I just… I can't just go up to His Majesty and tell him that I'm lovesick for him. That… No. I'm almost certain that would end badly especially if we're in public… Besides he'd probably just think I'm confusing my loyalty to him and devotion for our cause to a… A.. A crush. I just… I don't know. I don't know. I don't know what to do.
But waiting and trying to sort out what I truly feel from him – apart from a deep respect and awe for His Majesty is what I think I should do first… Although how I do that I'm not sure. Still, I am determined not to be a bother for His Majesty and I will serve him to the best of my abilities, no matter my strange personal feelings…

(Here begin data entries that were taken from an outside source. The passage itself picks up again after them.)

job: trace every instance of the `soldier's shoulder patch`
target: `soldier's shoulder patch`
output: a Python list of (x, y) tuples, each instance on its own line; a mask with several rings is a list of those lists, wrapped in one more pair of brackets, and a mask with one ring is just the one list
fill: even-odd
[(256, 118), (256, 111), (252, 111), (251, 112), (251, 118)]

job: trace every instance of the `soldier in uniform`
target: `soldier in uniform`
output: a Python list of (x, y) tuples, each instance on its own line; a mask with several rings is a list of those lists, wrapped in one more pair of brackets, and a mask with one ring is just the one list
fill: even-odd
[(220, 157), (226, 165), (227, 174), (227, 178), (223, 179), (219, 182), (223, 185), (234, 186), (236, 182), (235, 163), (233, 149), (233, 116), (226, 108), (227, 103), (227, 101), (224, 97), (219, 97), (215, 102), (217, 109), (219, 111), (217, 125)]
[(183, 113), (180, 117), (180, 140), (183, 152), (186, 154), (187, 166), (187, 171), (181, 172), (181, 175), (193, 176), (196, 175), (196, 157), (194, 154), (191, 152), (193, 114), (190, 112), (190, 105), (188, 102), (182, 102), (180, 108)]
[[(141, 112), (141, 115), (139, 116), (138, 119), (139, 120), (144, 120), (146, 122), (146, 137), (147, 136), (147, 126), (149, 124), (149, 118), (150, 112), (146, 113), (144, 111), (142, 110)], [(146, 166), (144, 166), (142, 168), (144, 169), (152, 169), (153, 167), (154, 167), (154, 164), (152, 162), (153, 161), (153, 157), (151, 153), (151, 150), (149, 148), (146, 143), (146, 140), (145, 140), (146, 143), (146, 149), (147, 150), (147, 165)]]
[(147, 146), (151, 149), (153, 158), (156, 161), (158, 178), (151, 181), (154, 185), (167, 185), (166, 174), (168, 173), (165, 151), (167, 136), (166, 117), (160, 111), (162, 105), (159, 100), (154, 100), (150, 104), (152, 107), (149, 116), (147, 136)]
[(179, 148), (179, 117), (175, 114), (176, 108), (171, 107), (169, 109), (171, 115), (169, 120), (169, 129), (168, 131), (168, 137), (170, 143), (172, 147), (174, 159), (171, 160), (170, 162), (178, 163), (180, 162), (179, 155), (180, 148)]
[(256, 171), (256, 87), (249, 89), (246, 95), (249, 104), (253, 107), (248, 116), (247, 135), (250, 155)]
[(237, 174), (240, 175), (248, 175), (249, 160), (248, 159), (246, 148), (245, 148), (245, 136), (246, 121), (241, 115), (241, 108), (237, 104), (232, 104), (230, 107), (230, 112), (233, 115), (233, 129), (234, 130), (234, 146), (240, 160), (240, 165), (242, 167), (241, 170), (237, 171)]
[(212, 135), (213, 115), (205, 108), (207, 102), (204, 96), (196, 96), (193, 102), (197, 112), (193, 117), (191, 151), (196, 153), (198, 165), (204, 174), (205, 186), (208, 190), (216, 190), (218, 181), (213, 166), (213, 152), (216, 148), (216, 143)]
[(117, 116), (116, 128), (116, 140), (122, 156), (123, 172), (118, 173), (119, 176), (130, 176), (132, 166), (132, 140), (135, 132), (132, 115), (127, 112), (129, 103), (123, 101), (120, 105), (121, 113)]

Damn it. I forgot to ask Cang that…. But I'm not going to. Not at least for a couple of weeks or so. I don't want him to get too uncomfortable about this… But I don't really know any of the others well enough not to get teased horribly for how I feel and/or getting bullied into potentially telling them who I care for like that. And Haschwalth-sama is kind of scary. I also don't want to burden him with the troubles of a teenage idiot like me. Maybe a meditative technique would work? Or several…. Argh I'm starting to ramble. I'll see how it goes.